Arestis involved the deprivation of property rights as a result of the continuing division of Cyprus and the Turkish occupation of northern Cyprus. Arestis is a Greek-Cypriot who lives in Nicosia, the capital of Cyprus. She owns land, houses and a shop in northern Cyprus but has been prevented from living in her home or using her property since August 1974 as a result of the continuing division of Cyprus.

The applicant brought a property claim pursuant to Article 8 of the ECHR against Turkey. The Court concluded that the deprivation of her rights to enjoy her property constituted a violation of Article 8 of the European Convention.

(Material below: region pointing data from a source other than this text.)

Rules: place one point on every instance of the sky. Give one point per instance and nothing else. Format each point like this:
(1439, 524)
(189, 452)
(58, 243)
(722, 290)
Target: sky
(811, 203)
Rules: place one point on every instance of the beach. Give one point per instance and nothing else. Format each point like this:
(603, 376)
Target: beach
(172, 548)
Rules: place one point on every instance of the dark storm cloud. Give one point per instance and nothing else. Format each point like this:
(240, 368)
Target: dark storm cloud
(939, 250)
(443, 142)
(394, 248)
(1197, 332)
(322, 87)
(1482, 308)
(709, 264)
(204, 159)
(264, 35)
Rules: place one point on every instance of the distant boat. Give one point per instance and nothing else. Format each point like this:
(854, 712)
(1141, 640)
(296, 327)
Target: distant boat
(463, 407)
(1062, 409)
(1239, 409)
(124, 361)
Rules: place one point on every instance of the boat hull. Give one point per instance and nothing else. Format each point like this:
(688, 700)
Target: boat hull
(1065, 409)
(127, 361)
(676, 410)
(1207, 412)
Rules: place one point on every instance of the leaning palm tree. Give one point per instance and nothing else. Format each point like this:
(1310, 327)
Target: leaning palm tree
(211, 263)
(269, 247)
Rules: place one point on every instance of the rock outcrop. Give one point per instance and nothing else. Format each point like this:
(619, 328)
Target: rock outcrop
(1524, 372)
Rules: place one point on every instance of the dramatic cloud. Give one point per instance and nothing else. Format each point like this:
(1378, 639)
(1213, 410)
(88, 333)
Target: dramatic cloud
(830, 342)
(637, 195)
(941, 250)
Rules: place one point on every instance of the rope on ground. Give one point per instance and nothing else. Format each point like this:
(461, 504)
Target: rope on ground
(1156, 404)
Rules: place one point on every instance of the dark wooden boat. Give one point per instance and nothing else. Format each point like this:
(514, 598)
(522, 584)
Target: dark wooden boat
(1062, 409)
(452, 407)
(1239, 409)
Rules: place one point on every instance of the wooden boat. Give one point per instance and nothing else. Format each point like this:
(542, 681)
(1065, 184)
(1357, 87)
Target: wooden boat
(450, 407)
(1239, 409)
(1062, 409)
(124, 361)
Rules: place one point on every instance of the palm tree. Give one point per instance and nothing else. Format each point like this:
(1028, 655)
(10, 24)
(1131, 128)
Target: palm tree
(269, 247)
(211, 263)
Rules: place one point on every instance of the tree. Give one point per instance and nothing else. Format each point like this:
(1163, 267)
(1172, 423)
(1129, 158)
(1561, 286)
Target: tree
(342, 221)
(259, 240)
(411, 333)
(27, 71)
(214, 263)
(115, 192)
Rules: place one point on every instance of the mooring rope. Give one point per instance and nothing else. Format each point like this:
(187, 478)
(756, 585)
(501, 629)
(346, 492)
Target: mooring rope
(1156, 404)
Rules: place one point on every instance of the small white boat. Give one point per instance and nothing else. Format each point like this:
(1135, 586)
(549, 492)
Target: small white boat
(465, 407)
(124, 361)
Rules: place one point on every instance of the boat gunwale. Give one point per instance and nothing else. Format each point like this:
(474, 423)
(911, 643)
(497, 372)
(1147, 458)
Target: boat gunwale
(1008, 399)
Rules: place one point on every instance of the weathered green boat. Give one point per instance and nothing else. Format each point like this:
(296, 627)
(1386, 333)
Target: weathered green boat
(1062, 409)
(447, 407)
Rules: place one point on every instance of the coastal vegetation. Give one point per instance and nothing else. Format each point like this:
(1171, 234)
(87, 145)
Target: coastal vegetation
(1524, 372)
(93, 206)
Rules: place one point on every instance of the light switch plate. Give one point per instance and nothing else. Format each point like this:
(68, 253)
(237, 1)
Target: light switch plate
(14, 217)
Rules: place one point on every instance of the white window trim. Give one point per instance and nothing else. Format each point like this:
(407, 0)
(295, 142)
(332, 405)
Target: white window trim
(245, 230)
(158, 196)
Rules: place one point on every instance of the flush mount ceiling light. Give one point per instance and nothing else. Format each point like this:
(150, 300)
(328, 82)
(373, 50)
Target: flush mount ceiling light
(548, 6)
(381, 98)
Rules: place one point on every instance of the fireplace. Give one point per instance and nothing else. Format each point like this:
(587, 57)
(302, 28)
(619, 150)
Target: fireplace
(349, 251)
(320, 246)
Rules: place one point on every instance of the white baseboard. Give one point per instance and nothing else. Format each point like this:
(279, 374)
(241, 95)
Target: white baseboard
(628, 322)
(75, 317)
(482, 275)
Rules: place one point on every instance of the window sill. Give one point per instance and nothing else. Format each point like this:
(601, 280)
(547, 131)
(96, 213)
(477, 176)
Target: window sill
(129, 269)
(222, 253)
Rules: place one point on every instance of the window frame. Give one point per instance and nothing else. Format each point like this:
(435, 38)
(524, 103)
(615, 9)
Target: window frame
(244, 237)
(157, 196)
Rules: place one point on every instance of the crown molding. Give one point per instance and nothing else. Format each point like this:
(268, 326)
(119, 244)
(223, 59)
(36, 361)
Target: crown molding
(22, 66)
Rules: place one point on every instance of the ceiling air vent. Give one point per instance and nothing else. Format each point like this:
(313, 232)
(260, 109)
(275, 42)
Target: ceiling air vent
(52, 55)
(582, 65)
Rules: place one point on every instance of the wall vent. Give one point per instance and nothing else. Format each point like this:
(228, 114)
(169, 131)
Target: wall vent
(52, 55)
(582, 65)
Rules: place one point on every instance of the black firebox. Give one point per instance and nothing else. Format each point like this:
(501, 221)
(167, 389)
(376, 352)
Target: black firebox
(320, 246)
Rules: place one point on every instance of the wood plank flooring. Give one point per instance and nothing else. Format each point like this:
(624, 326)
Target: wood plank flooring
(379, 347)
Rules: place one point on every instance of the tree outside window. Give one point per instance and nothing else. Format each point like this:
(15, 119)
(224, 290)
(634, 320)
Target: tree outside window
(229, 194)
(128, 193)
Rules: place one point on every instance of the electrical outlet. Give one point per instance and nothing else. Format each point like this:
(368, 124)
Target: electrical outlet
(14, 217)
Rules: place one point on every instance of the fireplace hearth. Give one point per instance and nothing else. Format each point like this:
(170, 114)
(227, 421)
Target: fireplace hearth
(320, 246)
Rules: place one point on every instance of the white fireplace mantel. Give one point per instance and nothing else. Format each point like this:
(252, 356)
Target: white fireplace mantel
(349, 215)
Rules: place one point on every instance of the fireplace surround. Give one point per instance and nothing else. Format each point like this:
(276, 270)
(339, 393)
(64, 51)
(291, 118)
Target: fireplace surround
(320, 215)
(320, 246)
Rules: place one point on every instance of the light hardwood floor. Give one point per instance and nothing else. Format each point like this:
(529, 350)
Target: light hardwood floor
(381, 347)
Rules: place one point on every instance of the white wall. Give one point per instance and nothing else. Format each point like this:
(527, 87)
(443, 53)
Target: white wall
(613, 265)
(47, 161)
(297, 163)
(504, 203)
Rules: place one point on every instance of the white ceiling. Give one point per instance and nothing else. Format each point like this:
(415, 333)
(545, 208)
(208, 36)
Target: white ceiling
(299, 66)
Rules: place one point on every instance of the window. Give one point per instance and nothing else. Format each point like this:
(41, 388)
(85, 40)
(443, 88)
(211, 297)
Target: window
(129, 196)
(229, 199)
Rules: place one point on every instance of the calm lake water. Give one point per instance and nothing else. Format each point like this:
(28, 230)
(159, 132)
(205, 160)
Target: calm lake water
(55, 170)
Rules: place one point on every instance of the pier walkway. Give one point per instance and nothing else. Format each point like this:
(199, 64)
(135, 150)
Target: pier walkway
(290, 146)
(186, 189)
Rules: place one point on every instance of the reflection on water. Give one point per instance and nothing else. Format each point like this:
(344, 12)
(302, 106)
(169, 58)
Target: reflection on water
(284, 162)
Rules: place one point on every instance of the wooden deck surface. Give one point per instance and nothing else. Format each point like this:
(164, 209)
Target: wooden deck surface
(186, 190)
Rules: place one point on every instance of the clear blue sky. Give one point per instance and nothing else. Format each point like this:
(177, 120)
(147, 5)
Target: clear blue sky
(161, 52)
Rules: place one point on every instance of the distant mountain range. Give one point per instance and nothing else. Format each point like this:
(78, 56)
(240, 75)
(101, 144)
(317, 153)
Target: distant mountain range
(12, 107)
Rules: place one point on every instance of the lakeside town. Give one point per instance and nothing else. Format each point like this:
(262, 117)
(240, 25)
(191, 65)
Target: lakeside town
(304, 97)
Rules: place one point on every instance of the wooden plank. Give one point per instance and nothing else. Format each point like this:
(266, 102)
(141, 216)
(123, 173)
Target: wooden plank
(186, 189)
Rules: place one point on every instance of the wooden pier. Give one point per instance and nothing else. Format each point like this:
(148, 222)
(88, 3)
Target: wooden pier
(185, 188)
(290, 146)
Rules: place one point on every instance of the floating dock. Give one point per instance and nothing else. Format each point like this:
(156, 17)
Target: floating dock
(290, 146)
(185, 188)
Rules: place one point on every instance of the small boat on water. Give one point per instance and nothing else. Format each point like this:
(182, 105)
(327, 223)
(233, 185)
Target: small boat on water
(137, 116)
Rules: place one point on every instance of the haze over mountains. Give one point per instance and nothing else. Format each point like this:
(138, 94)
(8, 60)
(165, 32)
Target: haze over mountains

But by far the most significant aspect of the decision is the Court’s opinion requiring Turkey to address this issue in a systematic way in relation to all similarly-situated applicants:

It is inherent in the Court’s findings that the violation of the applicant’s rights … originates in a widespread problem affecting large numbers of people…. Moreover, the Court cannot ignore the fact that there are already approximately 1,400 property cases pending before the Court brought primarily by Greek-Cypriots against Turkey….. The Court considers that the respondent State must introduce a remedy, which secures genuinely effective redress for the Convention violations identified in the instant judgment in relation to the present applicant as well as in respect of all similar applications pending before the Court, in accordance with the principles for the protection of the rights laid down in Articles 8…. Such a remedy should be available within three months from the date on which the present judgment will be delivered and the redress should occur three months thereafter. (paras. 38-40).

In short, the ECHR is ordering Turkey to compensate every Greek-Cypriot who has a claim against Turkey for the deprivation of three decades of use and enjoyment of their property in Turkish-occupied northern Cyprus (“TRNC”).

As reported here, one of the principal reasons that the Annan Plan for Cyprus was rejected by the Greek Cypriot community in 2004 was concern for Turkish settlers living on Greek Cypriot owned land. The ECHR decision is an alternative approach to resolving that aspect of the conflict.

Both sides are now trying to interpret the decision, with Greek Cypriots arguing that the decision requires an effective remedy of restoration of properties and compensation for the loss of use, while the Turkish press is arguing that the case affirms the use of an internal compensation commission within the TRNC to resolve the claims.

The Arestis case represents another example of the ECHR using its authority to resolve hundreds of disputes in a mass-claims process. The approach mirrors the earlier decision of the ECHR in Broniowski v. Poland discussed here and here. As I predicted there, “class action” litigation is garnering support in Strasbourg and will grow in popularity.